Usually smaller startups which have rattled the cages of big players in a small timeframe are typical candidates for acquisitions. Some startups these days might even be seen as an opportunity to work in a big company by becoming worthy of being acquired. Although statistics would point that most acquisitions are small fishes gulped down by a big fish, but that’s not always the case. Recently, world’s no. 1 generic manufacturer, Teva Pharmaceuticals offered a whopping $40 billion bid to acquire U.S. based generic pharma manufacturing rival Mylan Pharmaceuticals Ltd. to counter rising competition from India (Sun-Ranbaxy).

So much so for the Big players or the acquirer. What’s in it for the firm being acquired?

Obviously, for one, funds. For some, more than the money, it’s the timing of that money that makes the deal possible. Crunch times of financial instability can really cut a deal which would have been difficult otherwise. Secondly, it gives an opportunity to work with an established company, its image, its management and additional assets which may be allocated after the deal. This is particularly important for smaller startups whose entrepreneurial owners occupy senior management positions in the buyer company. On the downside, the acquired firm may lose its identity or brand image, depending on various circumstances like popularity of other firm, buyer company strategy, etc.

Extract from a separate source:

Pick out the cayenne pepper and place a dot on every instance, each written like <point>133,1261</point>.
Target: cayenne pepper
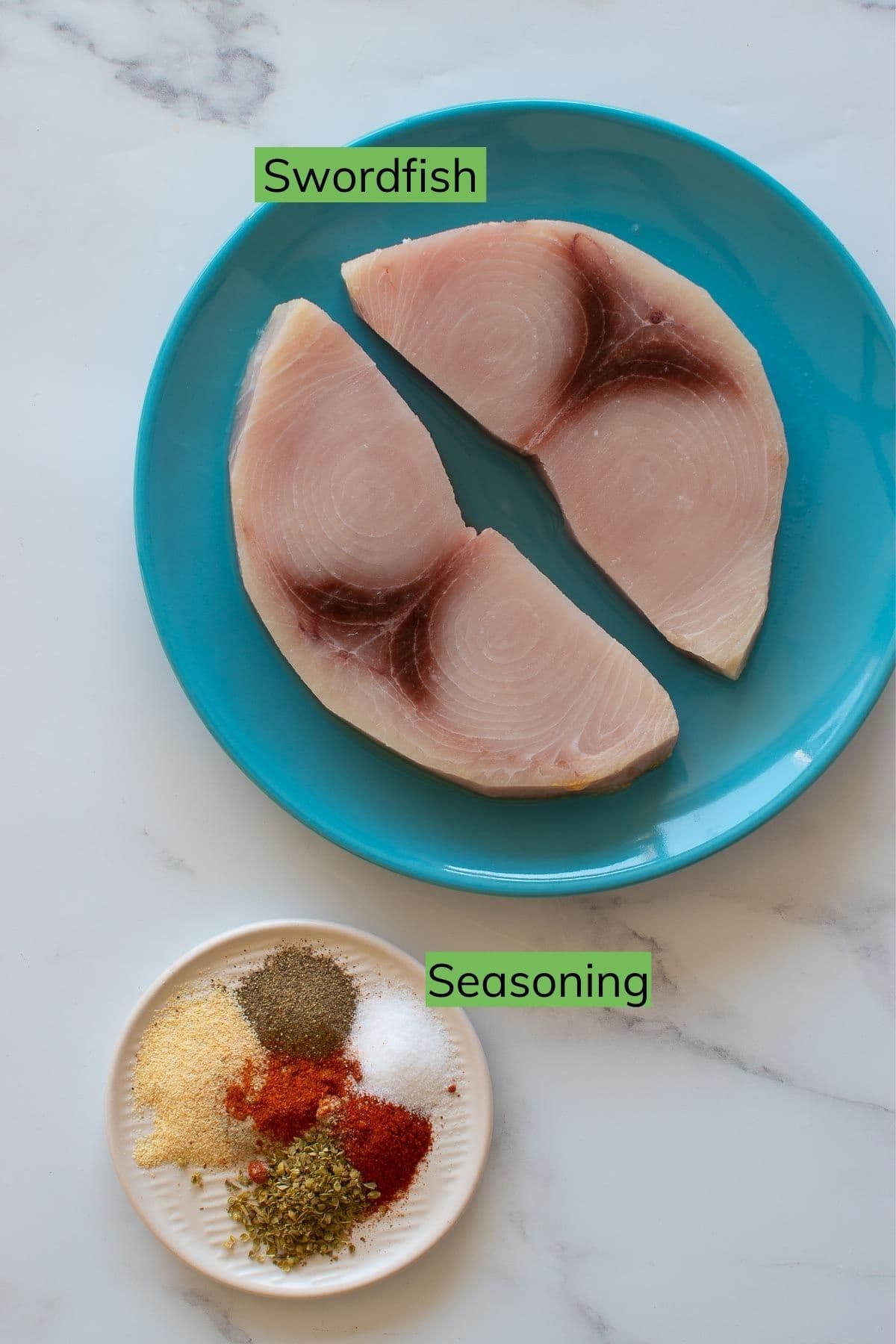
<point>284,1102</point>
<point>386,1142</point>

Darwin’s theory, it seems, is not just applicable to living things. “Big will get bigger, small will struggle for survival” seems to be the
rule of the day. Obviously, a good acquisition or a merger doesn’t guarantee success; in fact, statistics suggest otherwise. It all depends on the strategic management of the added ‘weight’ on the buyer: either to increase one’s momentum or get buried under it.

We are moving towards a classical western pattern of industrial rivalry – where there are few but big players in the market controlling how things go about in that particular sector. Many European countries and U.S. have more oligopolistic markets but India, too, seems to be slowly and steadily moving towards the same. It remains to be seen whether such mergers and acquisitions are able to deliver according to the intentions and expectations tied to them.